Where were you on 9/11?
I had just come back from Afghanistan and was doing a gem show in Tennessee. I had an RV, and was going from city to city, and had the TV on. I saw the second airplane crash into the towers. That was terrible. But we were still totally in mourning because Massoud had been assassinated a few days before.
My shows were all closed down because I used the name “The Afghan Connection.” All the jewelers canceled — they didn’t want the bad publicity. Ten days later, I got calls from intelligence officers and the C.I.A., who all wanted me to come to Washington. So I moved to Washington in my motor home and I worked with them for months.
Did the Afghans think you were a spy?
It was in the Peshawar [Pakistan] paper that I was a spy for the U.S., but what are you going to say? I figured that was better than running guns or drugs — at least there was a mystique.
Were you often in life-threatening situations there?
We were held up a lot with guns going into new areas. But it’s all a matter of how you look at it. Sure, these guys popped up behind rocks, held guns at us, we had to get off our horses. But they always wanted to negotiate. We got them down to $10 and sometimes it ended with tea. I just went through customs in Chicago. They wouldn’t negotiate, they didn’t give me tea and they were going to call the guns if I didn’t pay. So it’s highway robbery, whatever way you look at it.
What was your experience like in April?
I was not allowed to leave the U.S.A.I.D. compound in Kabul. They didn’t want to take any risks or have any liability. They dropped me off at the airport and then my friends picked me up and we drove off to the mountains [of Panjshir].
We were up every night until midnight. I saw friends I hadn’t seen in 20 years. We talked about what we thought would happen with the Taliban, which did happen. The Tajiks, the Uzbeks and the Hazaras — all the tribes in the north — were talking about what they were going to do. It all closed down so fast that they never put it together.

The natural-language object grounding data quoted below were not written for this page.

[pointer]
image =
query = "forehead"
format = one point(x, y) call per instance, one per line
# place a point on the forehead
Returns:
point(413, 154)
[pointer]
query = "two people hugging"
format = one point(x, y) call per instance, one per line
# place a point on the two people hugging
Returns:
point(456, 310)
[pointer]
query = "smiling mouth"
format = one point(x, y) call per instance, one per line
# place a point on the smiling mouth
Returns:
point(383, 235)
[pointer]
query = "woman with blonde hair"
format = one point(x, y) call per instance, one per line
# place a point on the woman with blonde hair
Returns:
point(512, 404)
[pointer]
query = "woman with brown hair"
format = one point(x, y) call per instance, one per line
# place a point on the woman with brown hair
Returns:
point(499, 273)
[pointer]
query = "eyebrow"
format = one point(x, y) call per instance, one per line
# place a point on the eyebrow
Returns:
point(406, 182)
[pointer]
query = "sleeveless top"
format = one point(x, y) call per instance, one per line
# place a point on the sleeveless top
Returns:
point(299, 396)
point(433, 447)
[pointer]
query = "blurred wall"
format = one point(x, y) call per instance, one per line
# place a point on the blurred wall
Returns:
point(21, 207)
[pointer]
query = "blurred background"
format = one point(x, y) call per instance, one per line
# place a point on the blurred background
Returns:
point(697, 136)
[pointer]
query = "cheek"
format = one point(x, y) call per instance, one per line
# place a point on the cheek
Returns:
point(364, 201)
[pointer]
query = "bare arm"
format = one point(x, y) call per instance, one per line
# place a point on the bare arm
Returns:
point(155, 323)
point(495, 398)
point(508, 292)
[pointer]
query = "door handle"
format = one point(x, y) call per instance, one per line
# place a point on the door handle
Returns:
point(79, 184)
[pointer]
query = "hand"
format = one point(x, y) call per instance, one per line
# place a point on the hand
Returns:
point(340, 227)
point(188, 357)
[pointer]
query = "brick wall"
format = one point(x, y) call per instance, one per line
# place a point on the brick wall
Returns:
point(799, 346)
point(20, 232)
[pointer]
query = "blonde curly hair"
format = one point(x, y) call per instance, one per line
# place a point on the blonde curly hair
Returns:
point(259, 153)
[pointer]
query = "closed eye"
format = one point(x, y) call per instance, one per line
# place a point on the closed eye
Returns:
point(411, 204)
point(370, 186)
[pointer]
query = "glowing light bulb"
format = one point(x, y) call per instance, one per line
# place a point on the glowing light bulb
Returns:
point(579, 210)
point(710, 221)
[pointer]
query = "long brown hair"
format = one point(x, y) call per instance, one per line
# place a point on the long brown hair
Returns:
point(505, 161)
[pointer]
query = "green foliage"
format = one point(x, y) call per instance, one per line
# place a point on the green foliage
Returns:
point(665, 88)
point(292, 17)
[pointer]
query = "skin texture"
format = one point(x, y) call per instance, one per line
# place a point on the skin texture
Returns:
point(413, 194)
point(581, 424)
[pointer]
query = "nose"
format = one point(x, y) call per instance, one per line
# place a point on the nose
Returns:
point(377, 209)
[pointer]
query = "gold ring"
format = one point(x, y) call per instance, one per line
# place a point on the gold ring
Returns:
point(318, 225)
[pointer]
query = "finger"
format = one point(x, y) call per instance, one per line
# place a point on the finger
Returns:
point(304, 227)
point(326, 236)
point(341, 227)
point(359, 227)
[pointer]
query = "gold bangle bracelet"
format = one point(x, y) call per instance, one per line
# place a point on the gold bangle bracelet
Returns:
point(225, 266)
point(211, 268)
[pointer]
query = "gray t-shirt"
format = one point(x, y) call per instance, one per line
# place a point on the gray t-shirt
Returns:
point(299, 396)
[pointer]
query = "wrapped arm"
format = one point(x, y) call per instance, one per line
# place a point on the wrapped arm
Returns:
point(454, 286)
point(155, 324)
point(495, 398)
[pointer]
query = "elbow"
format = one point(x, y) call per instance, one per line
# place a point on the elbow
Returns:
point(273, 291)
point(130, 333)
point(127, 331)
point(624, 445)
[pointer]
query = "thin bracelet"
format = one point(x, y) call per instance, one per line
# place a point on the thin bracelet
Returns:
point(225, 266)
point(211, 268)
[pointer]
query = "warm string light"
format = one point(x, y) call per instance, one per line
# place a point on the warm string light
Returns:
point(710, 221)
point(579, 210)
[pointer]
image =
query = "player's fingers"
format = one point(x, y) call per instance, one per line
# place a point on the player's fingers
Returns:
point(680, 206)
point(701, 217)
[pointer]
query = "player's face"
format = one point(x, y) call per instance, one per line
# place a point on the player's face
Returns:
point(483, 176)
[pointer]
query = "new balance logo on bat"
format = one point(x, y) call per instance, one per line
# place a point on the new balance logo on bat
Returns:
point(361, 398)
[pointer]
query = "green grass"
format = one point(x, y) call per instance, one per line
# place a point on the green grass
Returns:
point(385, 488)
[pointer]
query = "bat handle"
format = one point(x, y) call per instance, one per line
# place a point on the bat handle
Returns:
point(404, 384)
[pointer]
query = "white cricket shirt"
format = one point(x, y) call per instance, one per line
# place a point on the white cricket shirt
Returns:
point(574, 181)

I still think in the future, you’re going to see the north separate. The Taliban, who are Pashtun people, have never gotten along with the other tribes. As they say, a modern Afghan only carries a grudge for eight generations. There’s little forgiveness there.
With the Taliban in control, what happens to the country’s gem trade? Are mines still producing?
There’s some mining going on, but not much. A couple of months ago, I was talking to my emerald mining friends — we set up a system where they’d bring the emeralds to Tajikistan, so that’s a possibility. And the ruby mines in the east — those goods are starting to come back out through Peshawar, not in the volumes they were, but still, goods are flowing.
The lapis I don’t know — the Taliban have surrounded that area. I haven’t had any news for two to three months. They were allowing shipments through Kabul, but that obviously is cut off now. The Taliban government is so new, so we won’t know until they get their policy straight. What they are going to charge as far as duties and taxes is unknown at this time.
U.S.A.I.D. has canceled all gemstone contracts because of the Taliban. And many of my friends are now hiding in different homes each night because the Taliban are looking for them. The situation is dire.
But people want to be fed. And gems are one source of income — not just for the miners but for the government itself. Sooner or later, things will settle down.